Centro de Operações do município do Rio de Janeiro usa tecnologia para o monitoramento do território carioca

O Clube de Engenharia do Brasil promoveu na última sexta-feira (24) uma visita técnica ao Centro de Operações e Resiliência do Rio de Janeiro (COR-Rio), na Cidade Nova. Foi uma oportunidade para sócios e estudantes convidados conhecerem o sistema de monitoramento do município, onde funciona também o Civitas Rio, órgão que pertence à Prefeitura e serve de auxílio à Polícia e à Justiça, fornecendo dados a partir de câmeras instalada nas ruas.


Mais acostumados a verem imagens do COR-Rio pela TV, os participantes tiveram uma aula sobre o histórico dessa instalação pública, que hoje conta com acesso a cerca de 6,7 mil câmeras, que monitoram a cidade. Ele também está conectado a outros equipamentos, como radares meteorológicos, estações pluviométricas e sensores georreferenciados. É uma central inteligente que procura funcionar com o máximo de transparência para que a população se previna de incidentes e para que os agentes públicos também atuem de forma mais assertiva nas emergências, principalmente no caso de chuvas fortes ou calor extremo, mas também em outras situações como acidentes de trânsito, engarrafamentos de todos os tipos, incêndios, etc. Grandes eventos culturais também são organizados em grande parte com a ajuda desse centro.


Ao logo do tempo o COR-Rio também modificou seu sistema de alertas e hoje em dia adota um modelo que classifica o estágio numa escala de 1 a 5, que vai de um quadro de maior normalidade para de nível mais alarmante, em que há a recomendação até para que a população evite deslocamentos. A comunicação se dá em grande parte por meio da mídia tradicional, redes sociais, mas pode ser feita também por mensagens diretas ao celular ou por sirenes, no caso de áreas de risco de deslizamento.

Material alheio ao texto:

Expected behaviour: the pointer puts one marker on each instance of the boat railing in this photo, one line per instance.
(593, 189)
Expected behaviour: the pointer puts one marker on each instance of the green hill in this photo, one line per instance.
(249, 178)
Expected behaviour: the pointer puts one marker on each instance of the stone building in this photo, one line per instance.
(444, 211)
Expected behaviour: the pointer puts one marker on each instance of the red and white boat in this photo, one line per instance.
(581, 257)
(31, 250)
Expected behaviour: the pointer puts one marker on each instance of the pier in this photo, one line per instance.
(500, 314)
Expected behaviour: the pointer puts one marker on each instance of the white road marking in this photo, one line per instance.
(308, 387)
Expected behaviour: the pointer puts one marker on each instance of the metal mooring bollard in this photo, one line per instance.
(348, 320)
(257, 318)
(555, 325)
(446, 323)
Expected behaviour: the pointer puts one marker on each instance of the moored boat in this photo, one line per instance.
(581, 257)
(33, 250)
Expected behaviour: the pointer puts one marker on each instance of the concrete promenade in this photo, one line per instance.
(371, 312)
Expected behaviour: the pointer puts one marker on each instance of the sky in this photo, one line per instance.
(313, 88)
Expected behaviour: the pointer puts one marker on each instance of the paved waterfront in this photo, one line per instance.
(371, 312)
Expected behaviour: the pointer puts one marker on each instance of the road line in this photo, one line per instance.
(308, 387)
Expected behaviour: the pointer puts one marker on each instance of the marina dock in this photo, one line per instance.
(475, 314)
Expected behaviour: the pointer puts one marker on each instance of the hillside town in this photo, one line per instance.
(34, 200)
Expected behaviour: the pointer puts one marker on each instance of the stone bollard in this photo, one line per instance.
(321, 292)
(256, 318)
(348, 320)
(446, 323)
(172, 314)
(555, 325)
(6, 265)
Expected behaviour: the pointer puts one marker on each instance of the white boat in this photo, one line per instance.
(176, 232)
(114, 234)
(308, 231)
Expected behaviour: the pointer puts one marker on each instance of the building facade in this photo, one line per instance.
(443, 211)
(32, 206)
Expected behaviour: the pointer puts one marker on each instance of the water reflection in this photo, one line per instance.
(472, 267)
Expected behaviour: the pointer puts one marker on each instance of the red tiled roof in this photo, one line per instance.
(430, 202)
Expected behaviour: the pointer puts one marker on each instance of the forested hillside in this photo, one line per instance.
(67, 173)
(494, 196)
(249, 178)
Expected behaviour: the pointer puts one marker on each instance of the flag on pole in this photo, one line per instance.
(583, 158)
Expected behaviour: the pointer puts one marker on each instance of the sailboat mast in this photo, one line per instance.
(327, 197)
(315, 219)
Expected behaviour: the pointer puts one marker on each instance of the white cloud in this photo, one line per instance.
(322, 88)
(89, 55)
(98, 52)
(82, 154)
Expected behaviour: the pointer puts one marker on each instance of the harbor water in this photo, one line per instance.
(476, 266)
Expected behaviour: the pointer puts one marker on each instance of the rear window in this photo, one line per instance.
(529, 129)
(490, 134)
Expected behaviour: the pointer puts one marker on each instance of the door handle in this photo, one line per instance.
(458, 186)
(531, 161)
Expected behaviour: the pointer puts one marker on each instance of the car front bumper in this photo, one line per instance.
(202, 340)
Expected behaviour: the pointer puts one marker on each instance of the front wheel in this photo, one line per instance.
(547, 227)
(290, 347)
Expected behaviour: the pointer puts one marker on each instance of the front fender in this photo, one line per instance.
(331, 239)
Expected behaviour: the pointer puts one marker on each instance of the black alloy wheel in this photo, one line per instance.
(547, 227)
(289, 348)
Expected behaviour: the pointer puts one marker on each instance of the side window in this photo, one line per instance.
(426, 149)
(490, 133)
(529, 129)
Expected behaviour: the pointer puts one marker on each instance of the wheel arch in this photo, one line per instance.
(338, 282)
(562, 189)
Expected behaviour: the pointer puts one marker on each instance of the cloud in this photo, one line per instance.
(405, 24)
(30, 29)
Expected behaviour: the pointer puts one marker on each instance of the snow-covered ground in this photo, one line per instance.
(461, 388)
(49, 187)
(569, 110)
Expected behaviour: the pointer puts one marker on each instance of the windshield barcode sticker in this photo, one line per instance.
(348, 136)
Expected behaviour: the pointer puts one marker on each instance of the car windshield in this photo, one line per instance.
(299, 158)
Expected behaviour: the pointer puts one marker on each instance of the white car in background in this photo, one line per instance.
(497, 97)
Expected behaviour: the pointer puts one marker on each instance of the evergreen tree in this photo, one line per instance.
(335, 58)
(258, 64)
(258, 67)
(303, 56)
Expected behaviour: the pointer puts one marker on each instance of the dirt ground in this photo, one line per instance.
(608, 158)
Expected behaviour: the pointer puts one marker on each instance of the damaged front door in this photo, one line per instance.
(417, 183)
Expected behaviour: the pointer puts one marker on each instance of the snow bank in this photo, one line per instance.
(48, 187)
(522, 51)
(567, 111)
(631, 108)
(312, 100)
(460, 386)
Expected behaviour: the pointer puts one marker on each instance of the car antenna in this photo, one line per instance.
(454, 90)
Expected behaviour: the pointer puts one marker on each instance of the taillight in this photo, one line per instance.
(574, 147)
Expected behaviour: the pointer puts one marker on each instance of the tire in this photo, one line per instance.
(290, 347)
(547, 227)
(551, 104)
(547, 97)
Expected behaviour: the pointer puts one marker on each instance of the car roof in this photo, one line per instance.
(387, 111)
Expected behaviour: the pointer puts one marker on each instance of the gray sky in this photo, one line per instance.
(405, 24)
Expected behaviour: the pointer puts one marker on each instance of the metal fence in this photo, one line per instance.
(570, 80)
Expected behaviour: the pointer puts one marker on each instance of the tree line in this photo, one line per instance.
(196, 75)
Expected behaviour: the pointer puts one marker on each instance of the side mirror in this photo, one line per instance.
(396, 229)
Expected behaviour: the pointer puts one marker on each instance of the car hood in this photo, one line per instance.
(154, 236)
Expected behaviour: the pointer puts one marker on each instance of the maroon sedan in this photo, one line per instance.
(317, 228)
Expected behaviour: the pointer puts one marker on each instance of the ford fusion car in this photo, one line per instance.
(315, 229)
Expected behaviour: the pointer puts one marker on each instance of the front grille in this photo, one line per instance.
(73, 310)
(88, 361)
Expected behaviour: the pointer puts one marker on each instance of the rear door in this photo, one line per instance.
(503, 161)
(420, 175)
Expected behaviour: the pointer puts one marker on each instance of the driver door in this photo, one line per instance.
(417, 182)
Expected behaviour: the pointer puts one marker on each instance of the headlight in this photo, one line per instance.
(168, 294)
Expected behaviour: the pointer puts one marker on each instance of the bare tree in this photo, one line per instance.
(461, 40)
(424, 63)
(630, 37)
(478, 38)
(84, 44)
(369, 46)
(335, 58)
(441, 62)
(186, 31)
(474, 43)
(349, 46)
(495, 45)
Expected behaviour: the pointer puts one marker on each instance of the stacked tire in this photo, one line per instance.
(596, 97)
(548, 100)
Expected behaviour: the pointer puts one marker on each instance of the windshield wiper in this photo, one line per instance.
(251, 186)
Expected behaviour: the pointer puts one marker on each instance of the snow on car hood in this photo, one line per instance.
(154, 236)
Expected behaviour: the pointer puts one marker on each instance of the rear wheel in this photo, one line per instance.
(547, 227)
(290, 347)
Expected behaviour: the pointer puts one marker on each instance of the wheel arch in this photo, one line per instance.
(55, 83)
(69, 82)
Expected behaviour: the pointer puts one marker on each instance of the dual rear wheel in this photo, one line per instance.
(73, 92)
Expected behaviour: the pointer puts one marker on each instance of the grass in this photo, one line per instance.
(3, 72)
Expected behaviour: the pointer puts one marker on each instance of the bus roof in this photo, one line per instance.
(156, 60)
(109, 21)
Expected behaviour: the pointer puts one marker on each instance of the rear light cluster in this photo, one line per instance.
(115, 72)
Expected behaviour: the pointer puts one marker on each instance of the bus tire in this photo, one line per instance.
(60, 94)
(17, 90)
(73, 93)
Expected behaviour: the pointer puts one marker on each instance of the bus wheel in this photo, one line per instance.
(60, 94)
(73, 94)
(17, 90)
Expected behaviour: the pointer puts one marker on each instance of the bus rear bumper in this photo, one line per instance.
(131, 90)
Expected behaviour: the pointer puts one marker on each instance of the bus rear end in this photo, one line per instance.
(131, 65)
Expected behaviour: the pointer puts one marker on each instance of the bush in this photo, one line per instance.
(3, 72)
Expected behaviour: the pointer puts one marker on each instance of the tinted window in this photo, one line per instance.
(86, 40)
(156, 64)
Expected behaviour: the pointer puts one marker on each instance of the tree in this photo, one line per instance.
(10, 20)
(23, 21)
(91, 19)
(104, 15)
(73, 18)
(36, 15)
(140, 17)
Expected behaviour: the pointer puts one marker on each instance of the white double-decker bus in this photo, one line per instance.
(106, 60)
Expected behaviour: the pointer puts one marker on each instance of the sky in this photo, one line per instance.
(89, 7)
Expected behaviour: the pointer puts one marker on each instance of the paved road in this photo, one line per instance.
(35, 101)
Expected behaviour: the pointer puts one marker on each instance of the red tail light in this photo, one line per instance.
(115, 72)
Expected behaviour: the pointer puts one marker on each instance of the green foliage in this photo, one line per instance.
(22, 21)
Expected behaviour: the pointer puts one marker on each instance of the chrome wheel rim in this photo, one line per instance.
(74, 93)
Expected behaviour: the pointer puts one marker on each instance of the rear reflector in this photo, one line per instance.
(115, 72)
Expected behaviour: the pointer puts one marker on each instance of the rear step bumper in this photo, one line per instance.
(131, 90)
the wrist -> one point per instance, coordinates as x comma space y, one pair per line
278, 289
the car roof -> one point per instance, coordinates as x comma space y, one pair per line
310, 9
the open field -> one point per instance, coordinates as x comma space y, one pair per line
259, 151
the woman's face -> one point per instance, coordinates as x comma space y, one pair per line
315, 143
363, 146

Uma característica que chamou a atenção dos participantes foi a integração do COR-Rio com o conjunto de órgãos municipais que atendem a essas ocorrências e com concessionárias de serviços públicos, além de órgãos estaduais e federais. Grande parte deles mantém permanentemente representantes atuando dentro do prédio do COR-Rio, o que facilita o diálogo.


Os visitantes também tiveram acesso ao setor ocupado pelo Civitas Rio, que possui câmeras próprias, equipadas com inteligência artificial, que são capazes de identificar placas de veículos e atitudes suspeitas nas ruas. São dados que são informados aos órgãos de segurança e também auxiliam a Justiça durante processos criminais, ajudando na prevenção e na elucidação de casos. Todas essas características colocam o COR-Rio numa posição preponderante e de referência no país.


O engenheiro mecânico da Petrobras Marcelo Mejias elogiou a iniciativa do Clube e disse que pode ser aproveitado para sua atividade na área de petróleo. “Foi proveitoso conhecer a parte de gestão, que é muito completa, com diversas empresas e setores, agregando valor, inclusive com o desenvolvimento de tecnologias próprias”, disse.


O estudante de Engenharia Elétrica da UERJ Gabriel Vilela, também ficou satisfeito. “Foi muito importante ver como a tecnologia e a inteligência artificial são aplicadas no nosso dia a dia”, ressaltou.


O coordenador da Divisão Técnica de Energia do Clube (DEN), Francisco Costa, que atuou na organização da visita, agradeceu a parceria. “Foi uma grande experiência. Aprendemos sobre várias aplicações para a Engenharia, Estatística, Ciência de Dados, e fiquei muito feliz de ver que há o emprego de engenheiros em vários seguimentos aqui presentes”, destacou.